Will PAXgene substitute formalin? A morphological and molecular comparative study using a new fixative system

  1. Reinhard Dummer1
  1. 1Department of Dermatology, University Hospital of Zurich, Zurich, Switzerland
  2. 2Oncology Translational Medicine, Novartis, Basel, Switzerland
  3. 3Molecular MD, Oregon, USA
  1. Correspondence to Professor Dr Reinhard Dummer, Department of Dermatology, University Hospital Zurich, Zurich, 8091, Switzerland; Reinhard.Dummer{at}usz.ch
  • Received 3 June 2012
  • Revised 7 September 2012
  • Accepted 23 September 2012
  • Published Online First 3 November 2012

Abstract

Formalin fixation and paraffin embedding present the standard procedures for conserving clinical tissues for histological analysis. However, molecular analysis is impaired by the cross linking properties of formalin. The PAXgene tissue system (PreAnalytix, Switzerland) is a new formalin-free tissue collection device.

Aims In this study we aimed to evaluate this new tissue preservation technique in comparison with formalin fixation and fresh frozen tissue samples.

Methods 12 melanoma biopsy samples were divided and fixed simultaneously with formalin, PAXgene or fresh frozen in liquid nitrogen and analysed with regard to morphology, immunohistochemistry,  DNA and RNA content and quality.
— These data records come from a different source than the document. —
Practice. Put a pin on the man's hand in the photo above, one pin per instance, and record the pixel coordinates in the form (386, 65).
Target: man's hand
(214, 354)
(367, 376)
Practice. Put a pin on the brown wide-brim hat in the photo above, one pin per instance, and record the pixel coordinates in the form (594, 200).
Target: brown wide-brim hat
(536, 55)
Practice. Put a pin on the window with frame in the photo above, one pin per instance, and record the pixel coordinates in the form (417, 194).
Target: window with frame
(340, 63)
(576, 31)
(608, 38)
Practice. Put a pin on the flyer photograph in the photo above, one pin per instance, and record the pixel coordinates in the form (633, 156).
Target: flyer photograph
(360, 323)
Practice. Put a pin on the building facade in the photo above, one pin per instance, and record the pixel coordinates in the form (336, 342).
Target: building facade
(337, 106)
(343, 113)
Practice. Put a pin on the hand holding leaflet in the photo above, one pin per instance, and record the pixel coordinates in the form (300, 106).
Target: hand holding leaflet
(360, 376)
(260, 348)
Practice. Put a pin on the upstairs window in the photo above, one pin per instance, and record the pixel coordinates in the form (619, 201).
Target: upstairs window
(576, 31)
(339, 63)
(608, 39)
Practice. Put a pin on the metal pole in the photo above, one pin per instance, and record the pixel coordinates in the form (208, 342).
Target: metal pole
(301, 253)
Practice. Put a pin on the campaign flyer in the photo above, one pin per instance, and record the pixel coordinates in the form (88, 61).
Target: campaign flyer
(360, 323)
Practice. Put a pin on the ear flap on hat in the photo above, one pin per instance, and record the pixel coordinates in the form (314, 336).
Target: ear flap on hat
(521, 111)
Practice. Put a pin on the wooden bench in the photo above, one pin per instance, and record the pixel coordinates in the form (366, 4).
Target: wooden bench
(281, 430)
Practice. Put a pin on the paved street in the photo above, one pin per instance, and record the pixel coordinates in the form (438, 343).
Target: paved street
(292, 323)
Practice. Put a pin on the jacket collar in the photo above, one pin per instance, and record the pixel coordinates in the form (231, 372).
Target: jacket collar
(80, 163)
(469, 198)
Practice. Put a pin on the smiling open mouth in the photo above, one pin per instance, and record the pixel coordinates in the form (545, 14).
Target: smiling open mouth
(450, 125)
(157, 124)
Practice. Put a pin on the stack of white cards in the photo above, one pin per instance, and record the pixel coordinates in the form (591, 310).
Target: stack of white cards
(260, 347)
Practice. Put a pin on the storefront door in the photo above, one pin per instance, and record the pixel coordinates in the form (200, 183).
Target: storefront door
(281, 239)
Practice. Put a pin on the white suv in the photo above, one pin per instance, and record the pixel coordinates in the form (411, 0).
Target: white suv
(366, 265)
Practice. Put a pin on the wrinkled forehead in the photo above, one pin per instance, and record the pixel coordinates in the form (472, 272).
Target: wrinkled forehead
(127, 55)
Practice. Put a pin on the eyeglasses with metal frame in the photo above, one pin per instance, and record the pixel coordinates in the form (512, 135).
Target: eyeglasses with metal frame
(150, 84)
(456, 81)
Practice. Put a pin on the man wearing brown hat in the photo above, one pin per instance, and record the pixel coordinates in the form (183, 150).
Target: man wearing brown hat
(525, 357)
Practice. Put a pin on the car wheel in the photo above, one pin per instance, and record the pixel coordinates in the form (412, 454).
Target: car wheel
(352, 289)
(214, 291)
Markers of melanocytic differentiation and tumour cell proliferation were used.

Results Morphology was well preserved in PAXPE samples. However, 5 out of 11 immunohistochemical markers showed significantly lower overall staining and staining intensity with PAXPE tissues in comparison with formalin-fixed, paraffin-embedded (FFPE). Increasing membrane permeability through adding a detergent did proportionally increase staining intensity in PAXPE samples. Amplification of different mRNA amplicons showed a direct relationship with the size of the amplicon with greater template integrity observed in PAXPE samples. Sequencing and mutational analysis of DNA samples were comparable for all the different fixation methods, while the level of DNA fragmentation seemed to be lower in PAXPE compared with FFPE tissues.

Conclusions The switch from formalin to PAXgene fixation would require a re-evaluation of immunohistochemical markers and staining procedures originally developed for FFPE tissues. Our data demonstrate that PAXPE fixation offers some advantages concerning molecular analysis. However, these advantages would not justify substituting formalin fixation in any routine pathology laboratory.